Given the overall rigidity and lack of moving parts, I was pleasantly surprised by the way the Mixrs folded into the supplied case. The cups swivel a full 180° into the headband and sit very snugly and are well protected. I’d recommend taking the cable out first though. And even unfolded, they’re pretty diddy as well.
And here is where things usually fall apart for high end headphones, especially Beats. DJs prefer to spend less than they should and then moan about how their headphones keep breaking. Over the years, I’ve learned that generally you get what you pay for, so if you spend a little more on your cans, you’ll have them for proportionally longer, especially if you actually look after them rather than abuse them.
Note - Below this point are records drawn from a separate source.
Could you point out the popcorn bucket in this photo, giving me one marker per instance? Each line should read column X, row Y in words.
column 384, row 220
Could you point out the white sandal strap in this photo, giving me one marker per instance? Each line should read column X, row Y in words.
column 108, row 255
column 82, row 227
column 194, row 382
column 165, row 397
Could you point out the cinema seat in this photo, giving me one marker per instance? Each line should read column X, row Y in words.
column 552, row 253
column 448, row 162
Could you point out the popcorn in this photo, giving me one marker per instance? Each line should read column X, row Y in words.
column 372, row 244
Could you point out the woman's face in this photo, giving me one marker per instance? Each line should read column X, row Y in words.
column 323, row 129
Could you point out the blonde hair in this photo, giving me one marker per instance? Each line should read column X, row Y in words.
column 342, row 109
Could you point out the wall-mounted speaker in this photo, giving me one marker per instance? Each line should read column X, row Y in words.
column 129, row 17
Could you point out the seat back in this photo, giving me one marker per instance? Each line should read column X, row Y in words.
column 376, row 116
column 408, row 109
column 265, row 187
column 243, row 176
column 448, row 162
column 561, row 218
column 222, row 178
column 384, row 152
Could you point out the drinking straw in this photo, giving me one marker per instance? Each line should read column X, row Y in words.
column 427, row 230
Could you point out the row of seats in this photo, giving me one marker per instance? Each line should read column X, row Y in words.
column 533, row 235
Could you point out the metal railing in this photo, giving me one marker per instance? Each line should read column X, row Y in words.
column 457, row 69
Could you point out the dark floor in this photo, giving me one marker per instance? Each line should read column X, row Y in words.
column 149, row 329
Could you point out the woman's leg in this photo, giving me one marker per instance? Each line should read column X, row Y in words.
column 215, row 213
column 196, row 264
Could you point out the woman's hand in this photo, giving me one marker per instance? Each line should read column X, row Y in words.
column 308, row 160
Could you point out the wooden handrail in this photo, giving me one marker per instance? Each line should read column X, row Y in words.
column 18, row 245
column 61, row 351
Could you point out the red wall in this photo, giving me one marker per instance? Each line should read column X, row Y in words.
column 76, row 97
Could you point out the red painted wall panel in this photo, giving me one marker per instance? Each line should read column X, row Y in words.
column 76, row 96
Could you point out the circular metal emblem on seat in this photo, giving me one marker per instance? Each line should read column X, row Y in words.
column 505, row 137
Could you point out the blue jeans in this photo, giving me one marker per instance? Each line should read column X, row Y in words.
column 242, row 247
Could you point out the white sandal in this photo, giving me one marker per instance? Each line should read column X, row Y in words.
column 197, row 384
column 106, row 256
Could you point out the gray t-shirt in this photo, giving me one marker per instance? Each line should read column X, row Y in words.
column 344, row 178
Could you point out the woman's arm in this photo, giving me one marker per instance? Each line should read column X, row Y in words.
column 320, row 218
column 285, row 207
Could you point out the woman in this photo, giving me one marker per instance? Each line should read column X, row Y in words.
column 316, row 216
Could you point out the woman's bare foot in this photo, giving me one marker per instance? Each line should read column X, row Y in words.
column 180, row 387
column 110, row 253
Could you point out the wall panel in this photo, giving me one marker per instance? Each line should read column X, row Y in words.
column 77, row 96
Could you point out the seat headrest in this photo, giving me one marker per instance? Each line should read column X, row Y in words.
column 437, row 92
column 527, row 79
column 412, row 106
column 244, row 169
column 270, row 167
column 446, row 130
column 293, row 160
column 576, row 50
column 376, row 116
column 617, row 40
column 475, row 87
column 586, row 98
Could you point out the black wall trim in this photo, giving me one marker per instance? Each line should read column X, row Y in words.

Beats Mixrs are pitched at the top end of the DJ market. So for £220, they’re some way above the Sennheiser HD 25-1 IIs by a good £90, but still a little below the Pioneer HDJ-2000. I use these examples because they’re probably the logical competitors. What you do get with the Mixrs is a hard case and spare cables, whereas Sennheiser and Pioneer offer neither of those things. I could throw the AIAIAI TMA-1 cans in there too, which also falls into this category, and again doesn’t have the hard case or spare cable. The V-MODA M-100 however are most probably the closest comparison — designer looks, compact size, spare cables and a hard case, and do come in a smidgeon under the Beats Mixr street price too.
So in an increasingly diverse market, it’s a mixed bag value wise. The overall Mixr package is extremely high quality, but doesn’t stack up well to the established and logical HD25 competitor. It beats the HDJ-2000 for price, but not necessarily in other areas. And head to head from a lifestyle perspective, the Beats Mixr and V-MODA M100s are neck and neck. BTW M100 review is in the worx.
INTERESTING SIDEBAR: I’m writing this from my own perspective i.e. being an English man. But to balance the issue of value for money, it seems that HD25s are more or less the same price as Mixrs in the US. Funny how things work out. So for my US readership, you have a tougher choice than we Brits.
When I started writing this review, I had no preconceptions that Drew had hyped up the Mixrs, simply because he repped them. He’s a bigger headphone whore than I am, and had bought himself a pair before even getting the chance of an interview at Beats. I took that as evidence enough to try them with an open mind. And you should too.
It’s easy to dismiss Beats By Dre as cheap (although not) plastic lifestyle cans for the masses, but the whole Beats range shouldn’t be viewed this way. I’m quite sure that they do the job from a consumer perspective, but there’s no way I’d recommend a regular pair of Solos or Studios to withstand the rigours of a playing out DJ.
The Beats By Dre Mixr DJ headphones however, for what it’s worth, get my seal of approval. The price is perhaps a little to rich for some, and made to look worse against the natural HD25 competitor. The sound subjectively is a tad lively for prolonged listening and not at all suitable for production, but great for DJing. But the build quality, construction, comfort and compactness are without question of the highest order.
So if you can look past your preconceptions of the Beats By Dre brand, you’ll find a pair of high quality DJ headphones well worthy of your consideration. I know I’ll be installing them in the worxlab and will see what other DJs passing through think.
Hype: Overall package, quality, comfort, and compactness.
Gripe: Value for money against the leading HD25 brand (outside of the US anyway), and the sound getting wearing when just listening.